The policy will help to improve the working and living conditions of artists and to ensure a career in the arts is viable.
The culture of underpaying or not paying artists continues to exist in 2020 and it is not acceptable, the Arts Council said today.
The state agency for funding and developing the arts said that the practice represented a hidden subsidy to the cultural life of Ireland that was unfair and unsustainable. When even successful artists lived in such financial insecurity that they could not have a normal life in Ireland it caused long-term damage to our society as a whole, the Arts Council said.
Launching its new policy document, Paying the Artist, the agency said it would award grants only to organisations that remunerate artists fairly, and promised to keep the issue to the fore through new funding conditions, research, education, advocacy across government and civil society, and a campaign, #PayTheArtist
Arts Council Chair Prof. Kevin Rafter said: “The Arts Council is the development agency for the arts in Ireland and in this role it is only proper that we want artists to be able to earn a living for the work they create.”

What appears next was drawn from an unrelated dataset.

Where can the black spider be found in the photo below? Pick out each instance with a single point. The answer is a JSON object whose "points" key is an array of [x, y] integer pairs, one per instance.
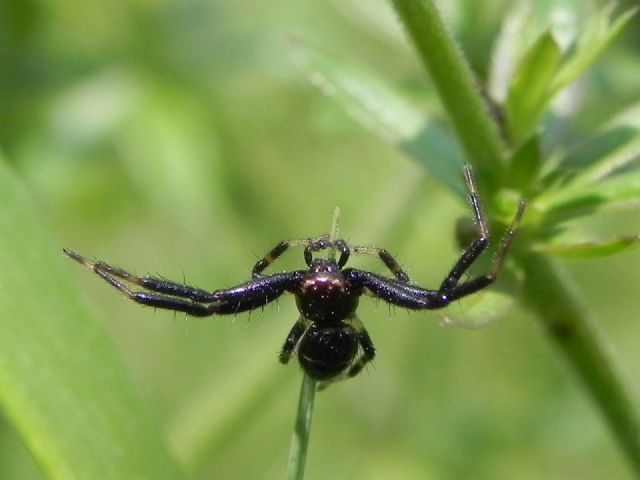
{"points": [[328, 335]]}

He added: “With this new policy we are asserting the importance we place on improving pay and conditions for artists. The Arts Council wants to bring an end to the idea that it is acceptable to get artists to work as a ‘freebie’ or to offer work without proper payment because it might somehow enhance an artist's career.”
“Artists should be paid fairly and equitable for their work. The best way to deliver on this new policy, Paying the Artist, is more resources for the arts. As Chair of the Arts Council, I would encourage the new government and the new Minister for Culture to be ambitious for the arts, and to let that ambition be seen in the Arts Council budget for 2021.
The agency’s Director, Orlaith McBride, said the Arts Council would work together with artists, their representatives and resource organisations to bring an end to artists being underpaid.
“We understand that this is a very complex issue for artists and that there are significant variations in how pay and contractual issues manifest across different art forms and arts sectors, she said “We are committed to using our position to help influence positive change, and this policy will establish key principles that can be adopted across all arts areas. It will also complement existing work regarding dignity and respect in the workplace and the Arts Council’s Equality, Human Rights and Diversity (EHRD) Policy.”
The policy was developed from the agency’s current 10 year strategy, Making Great Art Work. It follows research studies over recent years which confirm that the working and living conditions of artists remain below acceptable standards, with some artists reporting incomes below the national minimum wage.
In implementing this policy, the Arts Council said it seeks to create an environment in which artists can make work of ambition and quality, and be remunerated appropriately. Improving standards is essential to ensuring a career in the arts is viable and that a diversity of voices is represented within the arts, the agency said.
The new policy provides best-practice principles that can be applied to most engagements of artists and sets out a detailed implementation plan over a three-year period. These principles cover all potential forms of artists’ earnings including pay, salary, wages, fees, allowances, benefits, and non-cash incentives, as well as income derived from rights or royalties. They also account for professional artists’ time, input, expertise, and status, and reflect the value created by their engagement.
The scope of the policy includes all of the Arts Council’s direct engagements with artists and the organisations in which it invests. It also includes Arts Council colleagues across government departments and their line agencies and partner organisations, and it encourages artists and individual practitioners to expect fair and equitable treatment.
Additionally, the Arts Council’s three-year plan has led to new assessment criteria and funding conditions that emphasise a commitment to improving remuneration and contracting practices.